Başlık sizi şaşırtmasın... Beşiktaş gibi şampiyonluğa oynayan bir takımın galibiyeti için niye dönüm noktası diyoruz?
Çünkü Beşiktaş belki de Türkiye'de Üç Büyükler'den sonraki en tehlikeli takıma karşı oynadı.
Saha ağırdı, çamurdu, top kontrol etmek kolay değildi ama Beşiktaş, hak ettiği bir galibiyet aldı. Üstelik ligin en fazla gol pozisyonu üreten ekiplerinden birisinin karşısında neredeyse tek pozisyon vermeksizin maçı kazanmasını bildi.
Maçta bazı oyuncular için söylenecek çok tuhaf şeyler var.
Mesela Cenk... Maç boyu var mıydı yok muydu belli değil. Üstelik bitime 5-10 dakika kala çarprazda topu kaptı, sağa çıkarsa arkadaşı Talisca rahatlıkla gol yapacak ama o kaleye şut attı. Top nereye gitti biliyor musunuz?
Taca... Ama aynı Cenk son saniyede kalitesiyle galibiyeti perçinleyen adam oldu.
Mesela Quaresma... Kalitesi asla tartışılmaz ama dün kötü oynayıp hocası tarafından dışarı alındığında eldivenlerini yere atması, hem de hocasının önüne atması, ne kadar doğru?
Mesela Atiba...
Bence bu dönemki Beşiktaş'ın değil, tüm Beşiktaş tarihinin en istikrarlı yabancılarından bir tanesi.
Gelelim maça... Al gülüm-ver gülüm giderken, sahneye Talisca çıktı. Her futbolcunun atamayacağı bir gol attı. Top kaleye doğru gidiyor, nereden baksanız 20 metre mesafe var, üstelik de top sekiyordu.
Ama sol ayağının üst içiyle hem sert hem de köşeye öyle bir vurdu ki dünyada pek az futbolcu başarabilir. İkinci yarı Beşiktaş, genel olarak oyunu tutamadı. Ta ki Tolgay girene kadar. Tolgay girdi, orta saha direnci arttı.
Beşiktaş oyunu tutabildi.
Beşiktaş'ta son paragrafı Fabri'ye açalım...
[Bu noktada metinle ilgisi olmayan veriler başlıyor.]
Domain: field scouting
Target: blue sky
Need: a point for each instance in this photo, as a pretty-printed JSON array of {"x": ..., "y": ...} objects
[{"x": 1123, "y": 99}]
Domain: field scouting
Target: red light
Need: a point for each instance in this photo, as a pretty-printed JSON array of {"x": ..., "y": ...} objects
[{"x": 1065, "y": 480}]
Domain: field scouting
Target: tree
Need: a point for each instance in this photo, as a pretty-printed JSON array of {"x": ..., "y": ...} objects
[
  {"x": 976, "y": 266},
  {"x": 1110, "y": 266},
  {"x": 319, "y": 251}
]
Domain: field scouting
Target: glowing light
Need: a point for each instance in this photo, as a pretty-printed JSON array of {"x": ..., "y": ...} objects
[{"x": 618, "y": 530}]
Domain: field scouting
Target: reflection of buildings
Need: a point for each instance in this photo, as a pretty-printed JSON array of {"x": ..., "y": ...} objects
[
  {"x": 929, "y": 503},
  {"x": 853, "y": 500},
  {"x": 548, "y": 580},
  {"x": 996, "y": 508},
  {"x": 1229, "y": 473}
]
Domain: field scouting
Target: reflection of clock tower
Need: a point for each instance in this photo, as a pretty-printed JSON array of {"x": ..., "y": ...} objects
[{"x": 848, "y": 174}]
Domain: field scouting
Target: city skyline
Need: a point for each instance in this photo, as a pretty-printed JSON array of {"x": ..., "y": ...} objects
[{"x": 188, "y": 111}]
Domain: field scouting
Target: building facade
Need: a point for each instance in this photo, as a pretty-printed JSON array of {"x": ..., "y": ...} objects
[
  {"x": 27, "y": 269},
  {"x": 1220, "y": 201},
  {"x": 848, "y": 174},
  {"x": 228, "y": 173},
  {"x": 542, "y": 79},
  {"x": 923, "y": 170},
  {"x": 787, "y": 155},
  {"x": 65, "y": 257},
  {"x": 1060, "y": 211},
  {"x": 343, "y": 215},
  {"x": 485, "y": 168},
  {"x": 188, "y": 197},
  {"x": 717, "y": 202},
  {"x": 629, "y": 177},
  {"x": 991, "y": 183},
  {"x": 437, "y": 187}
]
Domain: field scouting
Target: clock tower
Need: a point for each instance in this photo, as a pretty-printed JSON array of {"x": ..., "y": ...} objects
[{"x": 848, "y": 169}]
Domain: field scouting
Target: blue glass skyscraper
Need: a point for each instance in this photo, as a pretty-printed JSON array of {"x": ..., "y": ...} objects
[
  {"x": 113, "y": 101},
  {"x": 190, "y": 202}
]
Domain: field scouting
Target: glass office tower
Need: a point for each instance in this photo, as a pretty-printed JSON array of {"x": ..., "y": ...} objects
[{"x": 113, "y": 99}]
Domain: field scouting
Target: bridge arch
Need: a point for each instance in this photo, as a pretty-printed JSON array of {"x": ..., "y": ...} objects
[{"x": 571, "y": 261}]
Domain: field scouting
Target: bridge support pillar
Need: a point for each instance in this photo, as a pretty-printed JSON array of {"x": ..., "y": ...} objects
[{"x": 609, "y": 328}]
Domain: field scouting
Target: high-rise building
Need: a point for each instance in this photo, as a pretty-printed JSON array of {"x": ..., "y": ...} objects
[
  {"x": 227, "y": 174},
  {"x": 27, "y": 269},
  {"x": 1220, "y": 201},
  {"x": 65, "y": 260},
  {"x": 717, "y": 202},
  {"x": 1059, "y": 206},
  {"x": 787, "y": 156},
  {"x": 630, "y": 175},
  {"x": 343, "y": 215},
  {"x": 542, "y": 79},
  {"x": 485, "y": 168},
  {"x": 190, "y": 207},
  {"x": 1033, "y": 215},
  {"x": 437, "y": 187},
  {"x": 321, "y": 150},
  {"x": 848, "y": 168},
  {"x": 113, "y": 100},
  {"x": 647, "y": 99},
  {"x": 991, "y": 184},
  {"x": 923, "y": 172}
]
Osmanlı'nın tek bir tehlikeli atağı var. O da son dakikalarda vurulan harika şut. Fabri ise kendi sağına uzanıp, Beşiktaş'ı mutlak golden kurtarıverdi. Beşiktaş için dün geceki galibiyet şampiyonluk yarışında çok ama çok kritik üç puandı.